Though one might presume the play relies on physicality to add context, such as romantic feelings in a relationship, Walter was insistent that most of the work was done with verbal acting, and emphasizing the text itself through line delivery and the actors’ intentions. “The audience will get it if you (the actor) get it,” Walter said.

Horatio and Hamlet’s relationship, incidentally, does not suffer from a lack of material to work with, with such lines as “goodnight sweet prince,” “with all my love I do commend me to you” and “your love, as mine to you.”

“It doesn’t feel like I’m adding anything, it feels like I’m highlighting the story that was already there,” Walter said.

Most of the cast is queer, meaning that they bring a level of experience and authenticity to this production that makes it all the more personal and effective.

The play’s setting in the “2000s pop-punk scene” incorporates another of Walter’s obsessions. He was inspired by band dynamics of the time, where performers flaunted the aesthetic of queerness, also known as “stage gay,” while homophobia ran rampant offstage – which he thought paralleled the story he was telling. Different characters’ wardrobes are inspired by different eras and scenes within the punk movement to reflect their age and story roles, and era-appropriate music will be brought to the show by Ezri Reyes ’22, including a pre-show performance.

This is a work of passion for everyone involved, who will not receive any compensation or academic credit. The lead production team is a tight three people: Walter, Cabral and Stage Manager Ava Schmidt.

The unique use of black box theater is also a vital element of Walter’s vision. He describes the relatively small square room painted completely black as a “neutral playing space,” where actors and audience interact within a shared area.
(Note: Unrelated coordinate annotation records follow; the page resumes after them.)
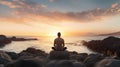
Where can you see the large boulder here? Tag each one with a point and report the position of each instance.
(28, 62)
(108, 62)
(4, 58)
(92, 59)
(78, 56)
(4, 40)
(58, 55)
(64, 63)
(13, 55)
(33, 51)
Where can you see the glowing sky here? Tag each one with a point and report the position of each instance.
(47, 17)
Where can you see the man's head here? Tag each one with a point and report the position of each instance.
(58, 34)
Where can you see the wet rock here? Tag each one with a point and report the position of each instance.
(4, 58)
(92, 59)
(4, 40)
(13, 55)
(31, 62)
(58, 55)
(64, 63)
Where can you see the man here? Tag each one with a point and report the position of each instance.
(59, 43)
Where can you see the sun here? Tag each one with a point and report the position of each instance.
(54, 33)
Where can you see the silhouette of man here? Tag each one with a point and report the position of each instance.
(59, 43)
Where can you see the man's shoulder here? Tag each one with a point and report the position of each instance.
(59, 38)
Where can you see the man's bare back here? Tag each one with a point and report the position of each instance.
(59, 43)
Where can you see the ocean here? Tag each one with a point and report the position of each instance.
(45, 44)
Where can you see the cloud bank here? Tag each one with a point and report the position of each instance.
(27, 10)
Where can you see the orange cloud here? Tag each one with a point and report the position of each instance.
(32, 11)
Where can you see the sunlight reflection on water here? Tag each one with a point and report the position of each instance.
(72, 43)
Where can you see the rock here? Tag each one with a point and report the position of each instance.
(34, 51)
(4, 40)
(58, 55)
(92, 59)
(13, 55)
(31, 62)
(108, 63)
(79, 57)
(4, 58)
(78, 64)
(64, 63)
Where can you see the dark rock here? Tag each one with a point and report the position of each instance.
(109, 45)
(26, 63)
(4, 58)
(4, 40)
(108, 63)
(13, 55)
(21, 39)
(64, 63)
(58, 55)
(78, 64)
(33, 51)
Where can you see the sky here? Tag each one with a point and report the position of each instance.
(70, 17)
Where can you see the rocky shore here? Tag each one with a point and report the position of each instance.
(32, 57)
(4, 40)
(107, 46)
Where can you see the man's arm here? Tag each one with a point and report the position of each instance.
(63, 43)
(54, 43)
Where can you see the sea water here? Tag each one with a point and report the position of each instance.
(45, 44)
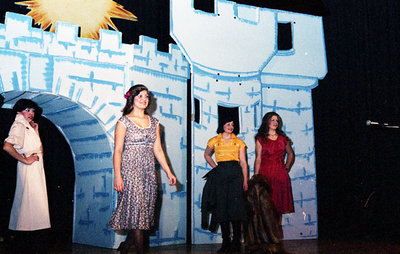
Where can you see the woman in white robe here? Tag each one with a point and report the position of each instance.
(30, 210)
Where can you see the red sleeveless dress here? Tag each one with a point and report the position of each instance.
(273, 168)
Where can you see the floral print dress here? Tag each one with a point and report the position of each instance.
(136, 204)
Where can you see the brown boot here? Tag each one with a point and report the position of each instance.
(226, 238)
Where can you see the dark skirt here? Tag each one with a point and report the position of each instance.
(229, 192)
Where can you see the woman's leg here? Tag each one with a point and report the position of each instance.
(237, 236)
(126, 245)
(226, 237)
(139, 241)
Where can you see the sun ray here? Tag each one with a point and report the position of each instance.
(47, 12)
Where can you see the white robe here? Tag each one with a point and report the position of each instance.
(30, 209)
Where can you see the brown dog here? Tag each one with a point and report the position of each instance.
(263, 220)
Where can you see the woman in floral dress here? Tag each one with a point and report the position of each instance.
(137, 144)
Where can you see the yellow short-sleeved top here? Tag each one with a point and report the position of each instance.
(226, 152)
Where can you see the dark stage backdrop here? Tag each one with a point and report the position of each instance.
(358, 168)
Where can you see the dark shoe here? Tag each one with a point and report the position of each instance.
(226, 247)
(123, 248)
(236, 246)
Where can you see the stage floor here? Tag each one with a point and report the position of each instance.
(291, 246)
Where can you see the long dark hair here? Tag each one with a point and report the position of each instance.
(130, 96)
(264, 128)
(23, 104)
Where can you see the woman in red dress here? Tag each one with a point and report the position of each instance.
(272, 147)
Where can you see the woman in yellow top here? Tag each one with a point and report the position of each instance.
(231, 181)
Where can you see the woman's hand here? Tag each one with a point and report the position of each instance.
(245, 187)
(118, 184)
(31, 159)
(172, 179)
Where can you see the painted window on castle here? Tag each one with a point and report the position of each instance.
(233, 112)
(207, 6)
(196, 116)
(285, 37)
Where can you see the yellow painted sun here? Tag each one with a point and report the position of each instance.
(90, 15)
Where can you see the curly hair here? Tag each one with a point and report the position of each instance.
(130, 96)
(264, 128)
(23, 104)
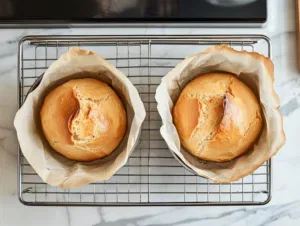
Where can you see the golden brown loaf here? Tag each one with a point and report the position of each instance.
(83, 119)
(217, 117)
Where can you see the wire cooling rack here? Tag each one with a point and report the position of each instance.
(152, 175)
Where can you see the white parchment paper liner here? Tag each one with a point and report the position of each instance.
(52, 167)
(257, 72)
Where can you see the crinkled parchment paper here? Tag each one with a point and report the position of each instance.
(253, 69)
(54, 168)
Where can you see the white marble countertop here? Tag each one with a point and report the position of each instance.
(284, 208)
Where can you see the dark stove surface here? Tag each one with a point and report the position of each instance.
(93, 11)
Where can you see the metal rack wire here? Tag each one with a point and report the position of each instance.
(152, 175)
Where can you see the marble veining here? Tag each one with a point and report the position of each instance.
(284, 208)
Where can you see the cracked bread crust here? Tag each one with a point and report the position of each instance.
(217, 117)
(83, 119)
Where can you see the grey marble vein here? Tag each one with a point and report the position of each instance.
(68, 216)
(261, 216)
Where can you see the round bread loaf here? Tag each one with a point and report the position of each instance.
(217, 117)
(83, 119)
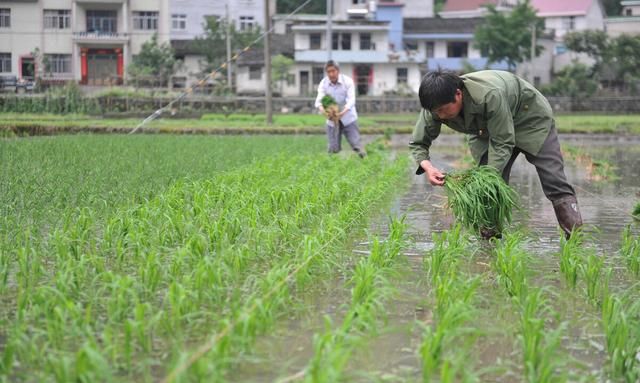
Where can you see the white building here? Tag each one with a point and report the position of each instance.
(367, 44)
(628, 22)
(90, 41)
(446, 43)
(188, 16)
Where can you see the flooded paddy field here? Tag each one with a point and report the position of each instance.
(491, 347)
(255, 259)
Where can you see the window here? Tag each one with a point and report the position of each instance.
(314, 41)
(341, 41)
(317, 75)
(402, 76)
(57, 18)
(255, 72)
(410, 46)
(5, 62)
(431, 49)
(457, 49)
(178, 22)
(569, 23)
(5, 18)
(58, 63)
(102, 21)
(145, 21)
(365, 42)
(246, 23)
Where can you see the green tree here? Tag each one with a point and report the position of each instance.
(280, 67)
(612, 7)
(155, 61)
(618, 57)
(314, 7)
(507, 36)
(575, 81)
(212, 44)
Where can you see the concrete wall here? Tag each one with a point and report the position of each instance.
(196, 10)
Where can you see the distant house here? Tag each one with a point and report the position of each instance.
(455, 9)
(628, 22)
(446, 43)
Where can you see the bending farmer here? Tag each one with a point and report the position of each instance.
(505, 116)
(341, 88)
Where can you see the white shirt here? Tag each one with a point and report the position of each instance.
(344, 92)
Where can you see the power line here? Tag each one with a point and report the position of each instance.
(214, 72)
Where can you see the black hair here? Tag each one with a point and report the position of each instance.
(331, 63)
(438, 88)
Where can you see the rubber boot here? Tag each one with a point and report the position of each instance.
(568, 214)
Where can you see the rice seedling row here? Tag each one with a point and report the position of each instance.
(620, 312)
(130, 295)
(542, 359)
(371, 287)
(445, 349)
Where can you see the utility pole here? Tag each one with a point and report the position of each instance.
(533, 50)
(329, 37)
(267, 63)
(229, 82)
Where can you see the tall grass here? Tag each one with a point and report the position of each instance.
(480, 199)
(446, 345)
(542, 360)
(371, 288)
(129, 290)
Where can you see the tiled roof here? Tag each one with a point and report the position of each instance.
(438, 25)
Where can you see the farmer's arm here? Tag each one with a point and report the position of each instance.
(350, 102)
(424, 133)
(321, 93)
(502, 137)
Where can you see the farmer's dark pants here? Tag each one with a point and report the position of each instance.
(549, 165)
(351, 132)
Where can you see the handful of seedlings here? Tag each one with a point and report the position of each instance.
(480, 199)
(330, 108)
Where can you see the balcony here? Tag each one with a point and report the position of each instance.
(100, 37)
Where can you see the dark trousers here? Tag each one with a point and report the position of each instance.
(351, 132)
(549, 165)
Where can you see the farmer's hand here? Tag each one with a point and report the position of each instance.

Compared to a typical proscenium theater, black box theater is a much more intimate and personal environment. The audience surrounds the action on three sides, and the stage and audience are under neutral lighting, meaning the actors and audience can see each other up-close and interact directly. According to Walter, this is more accurate to the staging for which Shakespeare wrote his plays. Actors will prompt audience members for responses and reactions, and the audience is encouraged to jeer, cheer, laugh out loud or otherwise engage with the performance.

For example, most modern performances play the many questions in Shakespeare as rhetorical, but in this show the actors ask questions directly to audience members, and wait for a response. Walter is a strong advocate of this technique, saying that when the characters speak to the real, live people in front of them, a much more active, engaging and authentic performance results.

Through black box theater, along with the script, modern setting and punk music, Percival hopes to share his passion by getting audiences to interact with the text, and to counter Shakespeare’s reputation as pretentious, academic and difficult.

In preparation for the production, Waltertellsreadersthatthisisnotwhatyou would expect a Shakespeare production to be. He advises audience members to treat it like you would a concert: Get ready to interact, bring your energy and most importantly “rock the fuck out!”